Troubleshooting Common Issues

❌ "AADSTS70011: The provided value for the input parameter 'scope' is not valid"

• Verify the scope name exactly matches your exposed API scope
• Check Application ID URI is correct

❌ "AADSTS65001: The user or administrator has not consented"

• Ensure admin consent was granted for all API permissions
• Check both client app permissions and MCP server permissions

❌ "AADSTS7000215: Invalid client secret is provided"

• Verify client secret was copied correctly and hasn't expired
• For certificate auth, ensure thumbprint matches uploaded certificate

❌ OBO token exchange fails

• Verify MCP Server API has correct Microsoft Graph delegated permissions
• Ensure "Allow public client flows" is No for the MCP Server API
• Check that incoming user token has correct audience (your MCP Server)

❌ "MCP Server API not visible in My APIs"

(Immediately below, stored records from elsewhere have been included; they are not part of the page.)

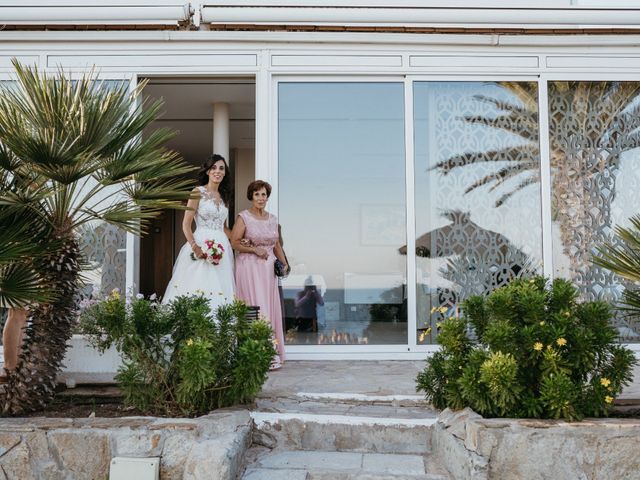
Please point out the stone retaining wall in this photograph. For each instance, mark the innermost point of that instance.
(472, 447)
(211, 446)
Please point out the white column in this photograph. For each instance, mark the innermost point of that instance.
(221, 129)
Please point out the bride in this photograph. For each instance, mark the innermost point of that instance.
(193, 272)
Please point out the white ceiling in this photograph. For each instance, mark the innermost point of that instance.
(188, 108)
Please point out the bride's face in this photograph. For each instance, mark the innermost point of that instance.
(260, 198)
(217, 172)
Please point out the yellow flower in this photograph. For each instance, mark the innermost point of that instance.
(424, 333)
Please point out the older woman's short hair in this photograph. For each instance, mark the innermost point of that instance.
(257, 185)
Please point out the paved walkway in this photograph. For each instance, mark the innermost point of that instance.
(361, 377)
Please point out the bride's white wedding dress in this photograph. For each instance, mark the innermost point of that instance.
(199, 277)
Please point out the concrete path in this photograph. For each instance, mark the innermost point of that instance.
(363, 378)
(349, 377)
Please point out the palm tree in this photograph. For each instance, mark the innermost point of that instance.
(74, 155)
(591, 124)
(622, 257)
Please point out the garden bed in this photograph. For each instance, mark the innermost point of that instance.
(475, 448)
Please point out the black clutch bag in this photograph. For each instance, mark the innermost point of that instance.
(280, 269)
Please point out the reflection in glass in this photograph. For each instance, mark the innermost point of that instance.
(342, 210)
(477, 194)
(595, 180)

• Ensure you completed Step 2.3 (Expose an API)
• Verify Application ID URI is set
• Check that both apps are in the same tenant
• Try searching in "APIs my organization uses" tab

❌ Microsoft Graph permission errors

• Start with Files.Read and escalate permissions as needed
• For SharePoint access, ensure Sites.Read.All is granted
• Verify admin consent was granted for Graph permissions

Security Best Practices

Credential Management

• Rotate secrets regularly before expiration
• Use Azure Key Vault for production secret storage
• Set up expiration alerts to avoid service disruption
• Never commit secrets to source control

Access Control

• Apply least privilege principles for user assignments
• Use groups for easier user management
• Review access assignments regularly
• Configure Conditional Access policies for enhanced security

Monitoring

• Enable sign-in logs in Azure Monitor
• Set up alerts for suspicious activities
• Review audit logs regularly
• Use Identity Protection for risk detection

Configuration completed! 🎉

The MCP Server with AI Gateway OAuth proxy is now configured for secure Microsoft 365 integration with proper user context preservation throughout the authentication chain.